Orffs Idee, Oster- und Weihnachtsspiel zum Diptychon zusammenzufassen, ist bei diesem Theaterpraktiker erstaunlich weltfremd und wohl seinem Hang zur Zyklusbildung geschuldet. Denn natürlich ist zu Weihnachten die Koppelung mit einem Osterspiel so seltsam, wie zu Ostern die Koppelung mit einem Weihnachtsspiel (was eher ginge) - doch das größere Problem ist die sehr ähnliche Anlage beider Werke mit musikalisierten Außenteilen, die einen Sprechteil umrahmen.
Die sicherlich beste Aufführung des "Ludus" ist die erwähnte Fernsehproduktion. Die Hörfunkproduktion ist gleichwertig - nur eben ohne Bild, was beim Werk eines so sehr an die Szene denkenden Musikdramatikers wie Orff einen gewissen Verlust bedeutet. Dennoch funktioniert das von Orff selbst inszenierte Kopftheater mit erstaunlicher suggestiver Kraft. Derzeit ist es nur in dieser Sammelbox zu bekommen: Bitte Preisvergleiche anstellen, diese Box wird zu sehr unterschiedlichen Kosten angeboten.

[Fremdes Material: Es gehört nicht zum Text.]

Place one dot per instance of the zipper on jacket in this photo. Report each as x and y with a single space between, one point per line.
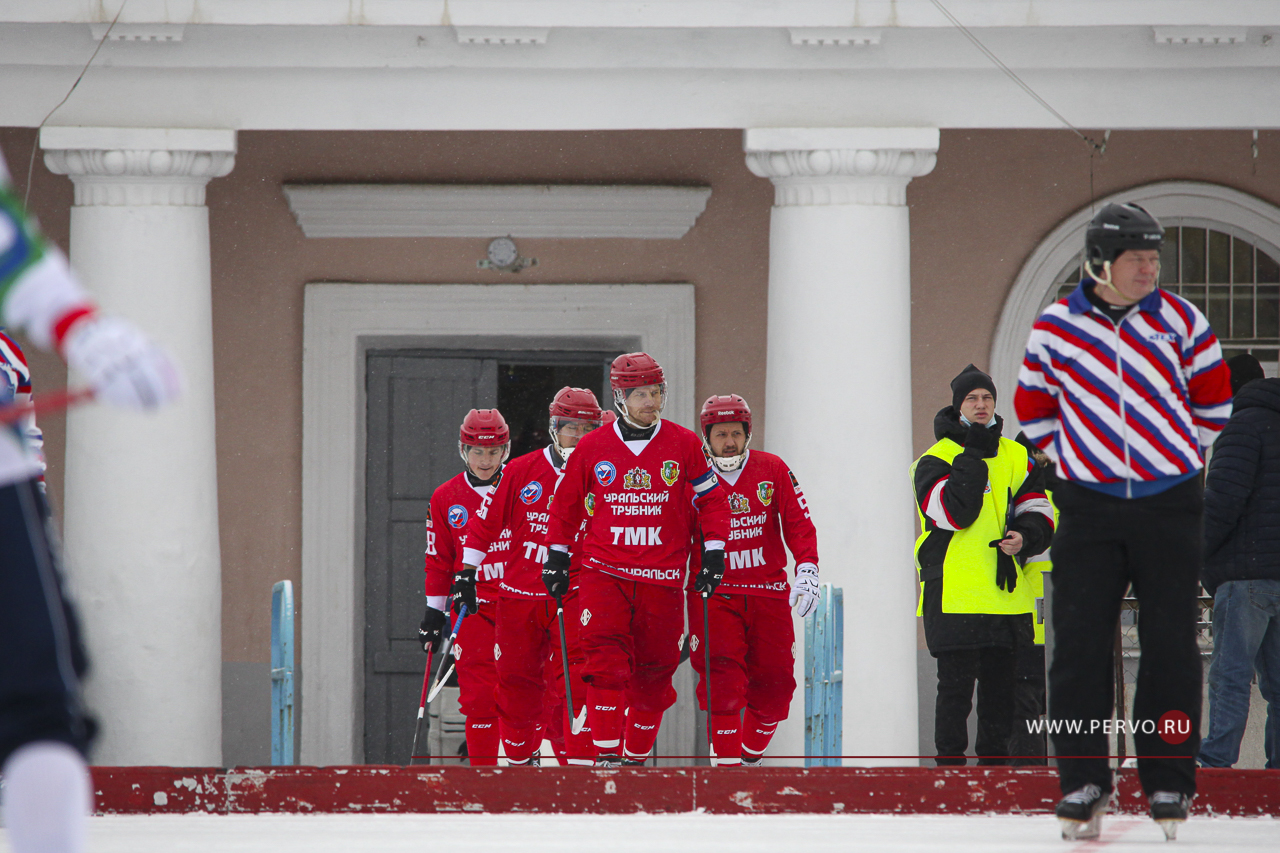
1124 420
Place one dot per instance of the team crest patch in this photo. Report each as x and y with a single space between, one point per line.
636 478
533 492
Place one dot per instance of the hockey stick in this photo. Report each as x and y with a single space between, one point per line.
444 656
575 724
54 401
707 678
421 710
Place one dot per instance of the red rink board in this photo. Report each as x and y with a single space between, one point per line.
904 790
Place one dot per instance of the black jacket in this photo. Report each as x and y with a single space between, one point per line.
1242 491
963 502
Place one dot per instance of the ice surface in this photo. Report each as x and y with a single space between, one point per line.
656 834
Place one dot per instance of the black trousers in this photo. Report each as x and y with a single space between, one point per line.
993 671
41 656
1101 546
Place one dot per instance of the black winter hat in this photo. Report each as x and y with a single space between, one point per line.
1244 368
969 379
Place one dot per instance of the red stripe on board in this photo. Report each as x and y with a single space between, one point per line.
579 790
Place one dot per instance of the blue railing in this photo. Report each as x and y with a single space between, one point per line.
282 673
823 680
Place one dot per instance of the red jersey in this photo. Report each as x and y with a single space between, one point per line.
638 518
452 506
767 509
519 506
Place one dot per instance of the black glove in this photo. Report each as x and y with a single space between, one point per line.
982 441
1006 570
464 591
556 573
712 571
430 633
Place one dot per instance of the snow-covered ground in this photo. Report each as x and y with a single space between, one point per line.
654 834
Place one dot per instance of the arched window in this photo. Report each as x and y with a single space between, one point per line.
1221 250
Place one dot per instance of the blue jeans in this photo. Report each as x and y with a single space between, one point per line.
1246 639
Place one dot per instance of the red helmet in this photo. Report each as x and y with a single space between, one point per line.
726 410
484 428
635 370
577 404
723 410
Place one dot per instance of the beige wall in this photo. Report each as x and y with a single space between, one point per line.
261 261
974 220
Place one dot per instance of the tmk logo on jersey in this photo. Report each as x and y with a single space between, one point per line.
643 537
533 492
636 478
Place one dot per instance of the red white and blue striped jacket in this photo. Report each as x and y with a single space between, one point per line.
1128 402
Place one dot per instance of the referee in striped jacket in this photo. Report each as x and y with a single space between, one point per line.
1124 386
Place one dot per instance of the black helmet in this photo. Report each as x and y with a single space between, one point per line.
1118 228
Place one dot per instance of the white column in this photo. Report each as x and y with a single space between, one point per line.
839 400
141 491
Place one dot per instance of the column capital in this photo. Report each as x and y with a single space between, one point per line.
138 167
867 165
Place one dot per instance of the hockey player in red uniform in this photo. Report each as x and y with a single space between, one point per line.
752 633
630 483
530 671
484 443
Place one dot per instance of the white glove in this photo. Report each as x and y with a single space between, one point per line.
122 365
805 592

Die Gretchenfrage: Ist das "Ludus de nato infante mirificus" bedeutender Orff? - Ich kann das nur subjektiv beantworten: Ich liebe dieses Werk. Ich weiß, daß die Musik nur sporadisch in ihre Rechte tritt, aber die einleitende Hexenszene ist fulminant und an Dämonie nicht zu überbieten, und im Finale entwickelt Orff einen unwiderstehlichen tänzerischen Jubel mit ganz einfachen Mitteln, aber sie überzeugen. Mir steht das Werk freilich auch textlich nahe: Ich finde, es ist Orffs schönste und tiefste Dichtung, und der Wahrtraum des Hirten mit der Pietà-Vision ist von großer Kraft, die Sprache hat Magie und Klang und ist doch so einfach, sie schlägt Brücken über Jahrhunderte hinweg und vom naiven Krippenspiel zur intellektuellen Deutung des Geschehens.
Für mich gehört dieses Werk zu Weihnachten, und wie ich Weihnachten liebe, so liebe ich Carl Orffs "Ludus de nato infante mirificus".